Un groupe de fournisseurs de céréales français ont procéder au « lancement ce mois-ci de Grains Overseas, une alliance sans précédent dans laquelle InVivo, Axereal et NatUp vont combiner les exportations de blé tendre et d’orge fourragère en dehors de l’Union européenne » précise l’agence Reuters. Grains Overseas, qui impliquera la fusion des pupitres de négociation et des achats en commun, vise à maintenir de gros volumes de céréales françaises en Afrique du Nord tout en évitant les pertes financières qui ont nui aux pupitres de négociation ces dernières années.
Toutefois, cette stratégie risque de ne pas être suffisante pour faire face à la grande menace qui pèse sur les français concernant leur marché vital d’Algérie.
En effet, la montée en puissance de la Russie pour devenir le premier exportateur mondial de blé a réduit les ventes de la France dans des pays importateurs tels que l’Égypte et le Maroc, rendant ainsi la France plus tributaire de l’Algérie, dont les exigences en matière d’appel d’offres excluent effectivement le blé russe.

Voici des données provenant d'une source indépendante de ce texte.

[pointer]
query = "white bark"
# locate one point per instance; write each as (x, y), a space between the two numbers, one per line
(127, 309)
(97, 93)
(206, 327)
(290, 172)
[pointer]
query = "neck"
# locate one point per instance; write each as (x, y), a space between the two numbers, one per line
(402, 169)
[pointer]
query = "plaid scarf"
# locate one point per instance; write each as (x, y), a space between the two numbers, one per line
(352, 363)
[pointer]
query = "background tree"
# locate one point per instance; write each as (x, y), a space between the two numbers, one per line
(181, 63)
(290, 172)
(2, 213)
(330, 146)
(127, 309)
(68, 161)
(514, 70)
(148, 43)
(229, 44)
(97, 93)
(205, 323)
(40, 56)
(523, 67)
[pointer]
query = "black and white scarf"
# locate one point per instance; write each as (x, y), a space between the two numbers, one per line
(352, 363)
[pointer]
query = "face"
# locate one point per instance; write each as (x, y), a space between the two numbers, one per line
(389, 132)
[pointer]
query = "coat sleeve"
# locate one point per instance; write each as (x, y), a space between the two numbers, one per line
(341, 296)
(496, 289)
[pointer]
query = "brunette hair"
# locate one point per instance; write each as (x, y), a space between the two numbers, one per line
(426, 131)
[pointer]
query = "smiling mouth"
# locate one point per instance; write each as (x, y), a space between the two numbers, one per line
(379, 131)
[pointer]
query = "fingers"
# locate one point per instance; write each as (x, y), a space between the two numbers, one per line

«Cela pourrait être un bouleversement pour le secteur français, alors il réalise qu’il n’est pas seul sur les marchés d’exportation », a déclaré un producteur du blé français cité par Reuters. « Le fait que vous ayez trois grosses coopératives impliquées pourrait forcer le marché français à se faire concurrence sur les prix internationaux.»

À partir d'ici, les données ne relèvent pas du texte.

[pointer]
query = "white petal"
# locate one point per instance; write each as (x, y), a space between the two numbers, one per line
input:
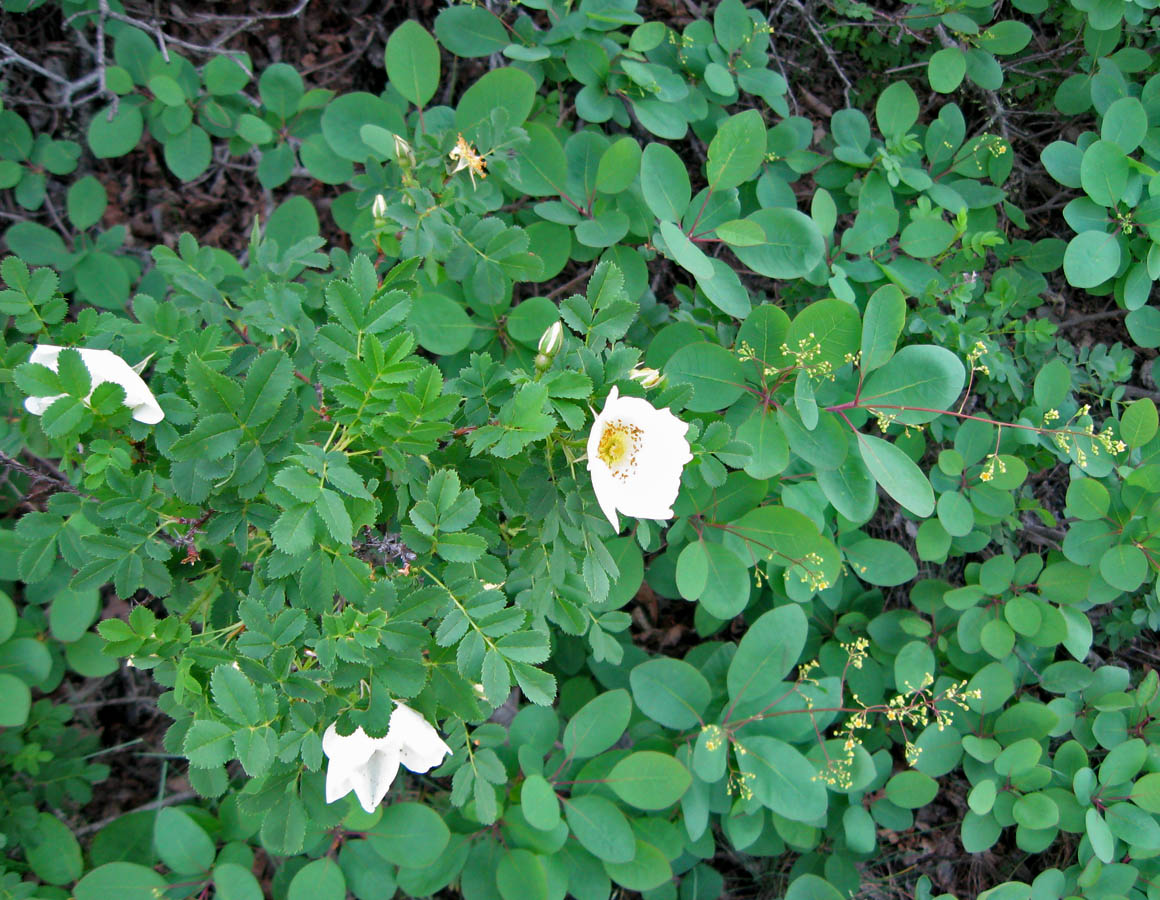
(607, 490)
(350, 750)
(37, 405)
(420, 747)
(106, 365)
(378, 774)
(45, 354)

Mais, la menace s’est renforcée suite à la situation politique que traverse l’Algérie. En effet, les contraintes budgétaires et la liquidation des fonctionnaires dans une crise politique en cours pourraient encourager l’Algérie à changer de cap et à accepter des fournitures russes moins chères, affirment certains fournisseurs des céréales.

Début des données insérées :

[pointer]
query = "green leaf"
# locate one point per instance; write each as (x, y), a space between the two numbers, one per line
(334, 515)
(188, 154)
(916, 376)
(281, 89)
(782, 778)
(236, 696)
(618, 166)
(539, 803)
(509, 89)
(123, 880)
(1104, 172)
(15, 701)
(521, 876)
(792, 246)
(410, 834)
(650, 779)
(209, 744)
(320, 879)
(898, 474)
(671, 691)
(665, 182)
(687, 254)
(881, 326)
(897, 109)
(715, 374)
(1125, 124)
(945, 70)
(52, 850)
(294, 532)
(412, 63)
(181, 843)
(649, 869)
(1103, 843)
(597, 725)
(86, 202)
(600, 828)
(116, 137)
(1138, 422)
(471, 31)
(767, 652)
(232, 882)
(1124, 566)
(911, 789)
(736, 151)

L’incertitude sur la stratégie future de l’Algérie en matière d’importation a été aggravée par la suspension du directeur de l’Office interprofessionnel des céréales OAIC, dans une enquête pour corruption.
« Le jour où l’Algérie se tourne vers la Russie, les Français sont condamnés », a déclaré un analyste du secteur céréalier.
« Tant qu’elles ne pourront concurrencer la mer Noire en termes de qualité et de prix, les coopératives françaises pourront consolider tout ce qu’elles veulent, cela ne changera rien » ajoute la même source.
La France comprend également le fait que les approvisionnements de la mer Noire ont souvent un avantage en termes de qualité et de prix. L’entreprise familiale Soufflet, autre grand exportateur français de céréales, a inauguré l’année dernière une nouvelle installation portuaire sur la côte atlantique, visant notamment à trier le grain de manière plus efficace pour répondre aux besoins des clients des usines de transformation en Afrique.
InVivo reconnaît les risques en Algérie.
« Puisque nous sommes dans une position fragile aujourd’hui, si nous gagnions deux ou trois années supplémentaires (sans concurrence sur la mer Noire), cela aiderait », a déclaré Thierry Blandinieres, directeur général d’InVivo. Mais d’autres avertissent que la France commence à peine à prendre conscience de la montée de la région de la mer Noire.
La Russie prévoit d’investir des dizaines de milliards de dollars d’ici 2035 dans le secteur des céréales et cherche activement à accéder à des pays essentiels pour les exportations de l’UE, comme l’Algérie et l’Arabie saoudite.